2. Species Conservation:

   • iPSCs are being explored to create gametes for endangered species, like the northern white rhino, to preserve genetic diversity and combat extinction.

3. Cell Therapy:

   • Patient-specific iPSCs minimize immune rejection for therapies like restoring vision in macular degeneration.

4. Drug Screening:

   • PSCs differentiated into disease-relevant cell types enable high-throughput drug testing, reducing reliance on animal models.

5. Cellular Agriculture:

   • PSCs can produce lab-grown meat and dairy products, offering sustainable and ethical alternatives to traditional agriculture.

6. Personalized Medicine:

   • Patient-derived iPSCs provide a platform to study individual responses to drugs or develop tailored treatments.

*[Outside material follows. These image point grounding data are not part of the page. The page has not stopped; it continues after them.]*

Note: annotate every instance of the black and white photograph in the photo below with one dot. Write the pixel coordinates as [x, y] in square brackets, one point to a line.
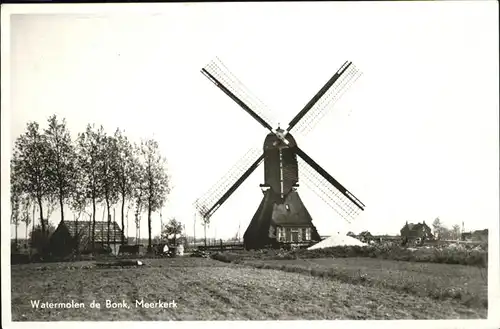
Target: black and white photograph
[201, 162]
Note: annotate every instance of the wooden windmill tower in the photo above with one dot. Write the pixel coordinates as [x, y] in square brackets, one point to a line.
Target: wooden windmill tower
[281, 216]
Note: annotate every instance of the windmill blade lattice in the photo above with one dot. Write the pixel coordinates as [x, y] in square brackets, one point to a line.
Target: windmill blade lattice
[217, 69]
[210, 197]
[328, 100]
[333, 197]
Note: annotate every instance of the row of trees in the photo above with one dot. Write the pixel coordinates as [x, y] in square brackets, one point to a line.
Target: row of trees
[50, 170]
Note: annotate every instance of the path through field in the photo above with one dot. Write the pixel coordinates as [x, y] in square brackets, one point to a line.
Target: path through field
[210, 290]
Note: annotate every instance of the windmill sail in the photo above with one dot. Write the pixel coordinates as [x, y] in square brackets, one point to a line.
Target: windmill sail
[328, 188]
[325, 99]
[219, 193]
[220, 75]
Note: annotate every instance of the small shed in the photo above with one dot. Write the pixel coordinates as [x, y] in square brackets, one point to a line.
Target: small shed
[71, 235]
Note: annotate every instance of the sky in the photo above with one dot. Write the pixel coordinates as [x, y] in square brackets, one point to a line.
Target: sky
[415, 138]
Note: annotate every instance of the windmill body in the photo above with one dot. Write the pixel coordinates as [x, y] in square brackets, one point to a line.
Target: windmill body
[281, 216]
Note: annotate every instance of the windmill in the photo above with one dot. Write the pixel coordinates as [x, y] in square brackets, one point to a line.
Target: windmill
[281, 216]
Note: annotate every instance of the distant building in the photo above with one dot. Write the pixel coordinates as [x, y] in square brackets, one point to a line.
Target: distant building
[419, 231]
[478, 235]
[365, 236]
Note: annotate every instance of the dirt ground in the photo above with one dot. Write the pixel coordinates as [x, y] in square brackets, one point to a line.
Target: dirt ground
[206, 289]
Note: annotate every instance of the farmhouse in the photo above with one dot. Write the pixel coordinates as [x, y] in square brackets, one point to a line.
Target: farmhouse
[69, 234]
[413, 232]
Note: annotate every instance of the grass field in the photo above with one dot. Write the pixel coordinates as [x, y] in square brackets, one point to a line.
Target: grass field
[205, 289]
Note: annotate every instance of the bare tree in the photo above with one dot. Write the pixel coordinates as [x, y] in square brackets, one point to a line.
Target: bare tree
[15, 203]
[61, 173]
[125, 171]
[26, 205]
[88, 157]
[437, 226]
[456, 231]
[79, 204]
[173, 227]
[155, 180]
[107, 179]
[29, 166]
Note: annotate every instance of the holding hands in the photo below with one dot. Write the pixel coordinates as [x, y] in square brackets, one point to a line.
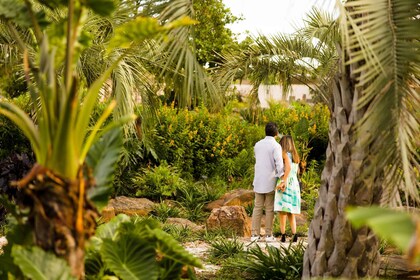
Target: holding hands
[281, 186]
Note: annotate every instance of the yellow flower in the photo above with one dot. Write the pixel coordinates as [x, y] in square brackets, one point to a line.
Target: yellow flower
[229, 138]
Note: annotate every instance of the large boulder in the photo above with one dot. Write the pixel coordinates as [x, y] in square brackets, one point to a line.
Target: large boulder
[230, 218]
[239, 197]
[127, 205]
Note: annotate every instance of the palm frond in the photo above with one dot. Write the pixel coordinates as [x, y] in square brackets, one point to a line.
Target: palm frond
[386, 45]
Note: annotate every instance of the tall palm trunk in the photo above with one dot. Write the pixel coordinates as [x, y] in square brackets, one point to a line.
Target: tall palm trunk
[60, 214]
[335, 249]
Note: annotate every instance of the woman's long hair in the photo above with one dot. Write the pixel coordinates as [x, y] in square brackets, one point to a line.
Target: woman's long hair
[288, 145]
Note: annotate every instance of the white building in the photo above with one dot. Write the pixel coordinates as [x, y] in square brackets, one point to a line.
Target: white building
[267, 93]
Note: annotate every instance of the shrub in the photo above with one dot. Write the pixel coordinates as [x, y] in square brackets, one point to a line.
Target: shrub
[272, 263]
[159, 182]
[223, 248]
[164, 210]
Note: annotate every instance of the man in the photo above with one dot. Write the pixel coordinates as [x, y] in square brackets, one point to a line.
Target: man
[268, 167]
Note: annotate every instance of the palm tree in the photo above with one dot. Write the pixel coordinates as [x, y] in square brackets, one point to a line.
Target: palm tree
[371, 87]
[59, 188]
[371, 155]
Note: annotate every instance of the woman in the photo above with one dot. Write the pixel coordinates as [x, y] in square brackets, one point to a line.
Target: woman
[287, 197]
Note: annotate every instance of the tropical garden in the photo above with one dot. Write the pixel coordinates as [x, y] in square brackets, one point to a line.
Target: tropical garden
[107, 98]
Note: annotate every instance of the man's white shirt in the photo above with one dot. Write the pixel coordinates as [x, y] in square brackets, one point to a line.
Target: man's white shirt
[268, 164]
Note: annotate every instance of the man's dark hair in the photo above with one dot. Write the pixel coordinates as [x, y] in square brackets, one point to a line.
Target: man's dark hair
[271, 129]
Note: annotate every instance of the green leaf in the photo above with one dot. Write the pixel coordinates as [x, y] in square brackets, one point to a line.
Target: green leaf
[391, 225]
[130, 257]
[142, 28]
[137, 30]
[37, 264]
[102, 157]
[15, 10]
[108, 230]
[171, 249]
[101, 7]
[19, 117]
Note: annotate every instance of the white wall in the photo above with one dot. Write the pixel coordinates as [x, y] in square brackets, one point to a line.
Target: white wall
[268, 93]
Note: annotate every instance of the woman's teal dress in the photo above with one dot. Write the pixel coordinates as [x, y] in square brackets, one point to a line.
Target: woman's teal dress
[289, 200]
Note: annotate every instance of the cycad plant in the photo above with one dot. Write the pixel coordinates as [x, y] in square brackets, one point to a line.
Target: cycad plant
[59, 189]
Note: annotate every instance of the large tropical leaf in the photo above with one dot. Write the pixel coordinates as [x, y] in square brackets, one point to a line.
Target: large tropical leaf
[37, 264]
[130, 257]
[383, 38]
[102, 158]
[394, 226]
[169, 248]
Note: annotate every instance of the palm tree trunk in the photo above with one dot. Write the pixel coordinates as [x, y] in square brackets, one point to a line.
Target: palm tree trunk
[335, 249]
[60, 214]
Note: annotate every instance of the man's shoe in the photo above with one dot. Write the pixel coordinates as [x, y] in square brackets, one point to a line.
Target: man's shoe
[254, 238]
[270, 238]
[283, 237]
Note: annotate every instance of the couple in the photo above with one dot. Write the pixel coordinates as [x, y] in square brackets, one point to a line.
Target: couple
[275, 183]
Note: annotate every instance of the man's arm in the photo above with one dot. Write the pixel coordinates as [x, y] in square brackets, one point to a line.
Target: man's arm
[278, 161]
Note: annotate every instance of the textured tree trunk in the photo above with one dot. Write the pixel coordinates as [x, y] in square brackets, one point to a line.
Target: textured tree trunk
[60, 214]
[335, 249]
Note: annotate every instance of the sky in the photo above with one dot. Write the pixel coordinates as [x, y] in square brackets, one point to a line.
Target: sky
[271, 16]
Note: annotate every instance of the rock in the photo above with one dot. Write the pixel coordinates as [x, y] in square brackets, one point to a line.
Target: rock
[184, 223]
[302, 219]
[127, 205]
[239, 197]
[108, 212]
[230, 218]
[397, 267]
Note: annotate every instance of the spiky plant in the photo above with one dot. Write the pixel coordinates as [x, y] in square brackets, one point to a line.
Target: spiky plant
[61, 212]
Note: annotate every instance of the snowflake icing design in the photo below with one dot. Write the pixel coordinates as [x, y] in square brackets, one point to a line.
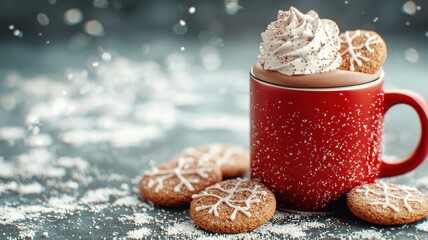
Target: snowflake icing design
[357, 56]
[387, 197]
[216, 153]
[238, 205]
[183, 171]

Challenges in Generating iPSCs and ESCs from Non-Rodent/Primate Mammals

Generating iPSCs and ESCs from species beyond rodents and primates, such as livestock and wildlife, has been challenging due to:

• Species-Specific Differences: Variations in epigenetics and signaling pathways complicate reprogramming.

• Limited Knowledge: Lack of comprehensive genomic and molecular tools for many species.

Relevance:

• In veterinary medicine, PSCs could improve livestock health, treat animal diseases, and enhance breeding programs.

• For species conservation, creating iPSCs from endangered species can aid in cloning, creating gametes, and studying genetic resilience.

Ethical Concerns and Societal Debate

Advancing PSC technology raises several ethical concerns that require societal dialogue, including:

• Embryo Use: ESC research involves destroying embryos, raising moral questions about the beginning of life.

• Genetic Modification: The potential to misuse PSCs for genetic enhancement or cloning raises concerns about “designer organisms.”

• Animal Welfare: Using animals to generate iPSCs for conservation or agriculture poses questions about exploitation.